Yet we never saw them, since they never came to town, having their own settlement and store. When we grew older we realized that they were no wilder or more illiterate than the white people, and that probably their greatest deviation from the norm—and this, in our country, no especial deviation—was the fact that they were a little better than suspect to manufacture moonshine whisky back in the swamps. Yet to us, as children, they were a little fabulous, their swamp-hidden lives inextricable from the life of the dark mound, which some of us had never seen, yet of which we had all heard, as though they had been set by the dark powers to be guardians of it.

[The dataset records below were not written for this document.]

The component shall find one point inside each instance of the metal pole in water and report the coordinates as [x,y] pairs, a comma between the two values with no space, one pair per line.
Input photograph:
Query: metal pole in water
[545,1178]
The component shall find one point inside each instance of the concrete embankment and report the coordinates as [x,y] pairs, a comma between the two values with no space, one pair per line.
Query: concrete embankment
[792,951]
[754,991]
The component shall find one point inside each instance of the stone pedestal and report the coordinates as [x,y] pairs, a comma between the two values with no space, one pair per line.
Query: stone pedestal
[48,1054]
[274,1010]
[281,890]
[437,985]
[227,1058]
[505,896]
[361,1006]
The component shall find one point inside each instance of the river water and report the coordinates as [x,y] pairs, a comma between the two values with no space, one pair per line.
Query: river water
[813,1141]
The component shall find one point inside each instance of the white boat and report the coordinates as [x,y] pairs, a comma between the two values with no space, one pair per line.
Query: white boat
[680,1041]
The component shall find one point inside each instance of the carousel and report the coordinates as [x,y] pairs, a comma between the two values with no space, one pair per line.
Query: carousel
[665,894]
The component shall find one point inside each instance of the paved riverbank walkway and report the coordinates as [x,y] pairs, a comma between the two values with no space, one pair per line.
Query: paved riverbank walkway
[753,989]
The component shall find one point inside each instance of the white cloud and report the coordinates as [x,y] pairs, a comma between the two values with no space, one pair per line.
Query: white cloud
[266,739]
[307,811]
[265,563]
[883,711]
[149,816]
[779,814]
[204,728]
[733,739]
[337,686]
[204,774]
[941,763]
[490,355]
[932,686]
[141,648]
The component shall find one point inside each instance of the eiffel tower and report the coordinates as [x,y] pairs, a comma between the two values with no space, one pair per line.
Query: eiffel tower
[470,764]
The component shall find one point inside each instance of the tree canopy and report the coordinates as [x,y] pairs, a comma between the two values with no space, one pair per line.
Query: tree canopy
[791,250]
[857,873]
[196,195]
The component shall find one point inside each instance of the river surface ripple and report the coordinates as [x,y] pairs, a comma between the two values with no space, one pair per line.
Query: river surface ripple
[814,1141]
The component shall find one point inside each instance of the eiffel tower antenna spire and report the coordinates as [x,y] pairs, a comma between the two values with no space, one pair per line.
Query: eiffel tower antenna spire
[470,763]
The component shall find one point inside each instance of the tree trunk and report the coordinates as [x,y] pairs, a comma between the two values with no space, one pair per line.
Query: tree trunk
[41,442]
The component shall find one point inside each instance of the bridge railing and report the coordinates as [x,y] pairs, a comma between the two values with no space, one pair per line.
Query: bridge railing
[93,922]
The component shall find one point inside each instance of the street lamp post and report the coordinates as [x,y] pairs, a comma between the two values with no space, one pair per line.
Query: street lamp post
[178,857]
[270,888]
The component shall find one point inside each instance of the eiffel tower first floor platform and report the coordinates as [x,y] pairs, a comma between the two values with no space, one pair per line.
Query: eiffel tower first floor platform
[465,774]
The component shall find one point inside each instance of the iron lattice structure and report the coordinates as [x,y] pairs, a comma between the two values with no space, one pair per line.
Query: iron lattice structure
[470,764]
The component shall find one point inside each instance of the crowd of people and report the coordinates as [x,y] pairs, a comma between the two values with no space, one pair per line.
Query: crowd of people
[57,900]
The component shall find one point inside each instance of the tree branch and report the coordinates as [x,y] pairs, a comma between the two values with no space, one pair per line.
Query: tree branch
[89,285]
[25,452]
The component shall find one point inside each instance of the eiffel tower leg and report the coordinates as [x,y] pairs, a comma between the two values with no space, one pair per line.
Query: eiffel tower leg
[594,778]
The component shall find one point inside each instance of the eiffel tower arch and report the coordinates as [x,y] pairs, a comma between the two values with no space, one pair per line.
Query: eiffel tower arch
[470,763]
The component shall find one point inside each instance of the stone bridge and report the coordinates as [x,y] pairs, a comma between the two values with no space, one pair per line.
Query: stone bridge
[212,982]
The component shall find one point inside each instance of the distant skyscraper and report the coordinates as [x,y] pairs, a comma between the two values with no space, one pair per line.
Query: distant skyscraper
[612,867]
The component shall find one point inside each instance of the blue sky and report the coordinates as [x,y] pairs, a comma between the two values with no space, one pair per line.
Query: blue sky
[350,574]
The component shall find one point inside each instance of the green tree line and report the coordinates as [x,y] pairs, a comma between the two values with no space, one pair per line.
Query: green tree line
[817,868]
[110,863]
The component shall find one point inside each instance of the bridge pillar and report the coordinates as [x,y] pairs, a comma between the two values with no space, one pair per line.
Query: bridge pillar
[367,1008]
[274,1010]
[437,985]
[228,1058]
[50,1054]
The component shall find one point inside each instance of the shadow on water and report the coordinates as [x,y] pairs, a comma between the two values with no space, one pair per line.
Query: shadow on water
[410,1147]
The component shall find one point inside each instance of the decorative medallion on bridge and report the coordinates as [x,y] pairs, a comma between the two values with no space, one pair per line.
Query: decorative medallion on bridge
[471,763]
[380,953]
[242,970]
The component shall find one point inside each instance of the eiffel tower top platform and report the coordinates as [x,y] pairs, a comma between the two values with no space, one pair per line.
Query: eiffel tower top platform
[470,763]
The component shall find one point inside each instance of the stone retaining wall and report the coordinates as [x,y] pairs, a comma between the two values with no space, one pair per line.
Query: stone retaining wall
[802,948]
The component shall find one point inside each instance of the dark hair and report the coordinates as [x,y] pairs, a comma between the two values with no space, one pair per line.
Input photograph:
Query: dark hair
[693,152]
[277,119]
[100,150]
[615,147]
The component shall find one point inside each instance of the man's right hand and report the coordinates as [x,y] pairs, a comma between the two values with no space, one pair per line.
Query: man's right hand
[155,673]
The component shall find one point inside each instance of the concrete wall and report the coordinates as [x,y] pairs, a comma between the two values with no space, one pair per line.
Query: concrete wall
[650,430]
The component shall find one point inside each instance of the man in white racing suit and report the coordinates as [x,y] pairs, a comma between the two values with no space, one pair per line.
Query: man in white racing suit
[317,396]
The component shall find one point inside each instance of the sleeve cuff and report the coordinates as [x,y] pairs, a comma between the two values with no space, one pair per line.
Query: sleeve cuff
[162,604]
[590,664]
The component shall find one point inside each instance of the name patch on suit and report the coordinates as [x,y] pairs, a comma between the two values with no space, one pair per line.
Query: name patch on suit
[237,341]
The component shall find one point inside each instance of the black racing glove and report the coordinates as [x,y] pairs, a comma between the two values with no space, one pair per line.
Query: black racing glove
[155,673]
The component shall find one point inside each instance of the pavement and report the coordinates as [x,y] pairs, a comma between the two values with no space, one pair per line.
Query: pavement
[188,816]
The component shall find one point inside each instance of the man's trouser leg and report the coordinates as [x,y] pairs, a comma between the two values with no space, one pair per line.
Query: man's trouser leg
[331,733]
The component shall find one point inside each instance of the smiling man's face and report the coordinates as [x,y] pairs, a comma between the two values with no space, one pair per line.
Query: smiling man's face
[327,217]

As I said, some of us had never seen the mound, yet all of us had heard of it, talked of it as boys will. It was as much a part of our lives and background as the land itself, as the lost Civil War and Sherman’s march, or that there were Negroes among us living in economic competition who bore our family names; only more immediate, more potential and alive. When I was fifteen, a companion and I, on a dare, went into the mound one day just at sunset. We saw some of those Indians for the first time; we got directions from them and reached the top of the mound just as the sun set. We had camping equipment with us, but we made no fire. We didn’t even make down our beds. We just sat side by side on that mound until it became light enough to find our way back to the road. We didn’t talk. When we looked at each other in the gray dawn, our faces were gray, too, quiet, very grave. When we reached town again, we didn’t talk either. We just parted and went home and went to bed. That’s what we thought, felt, about the mound. We were children, it is true, yet we were descendants of people who read books and who were—or should have been—beyond superstition and impervious to mindless fear.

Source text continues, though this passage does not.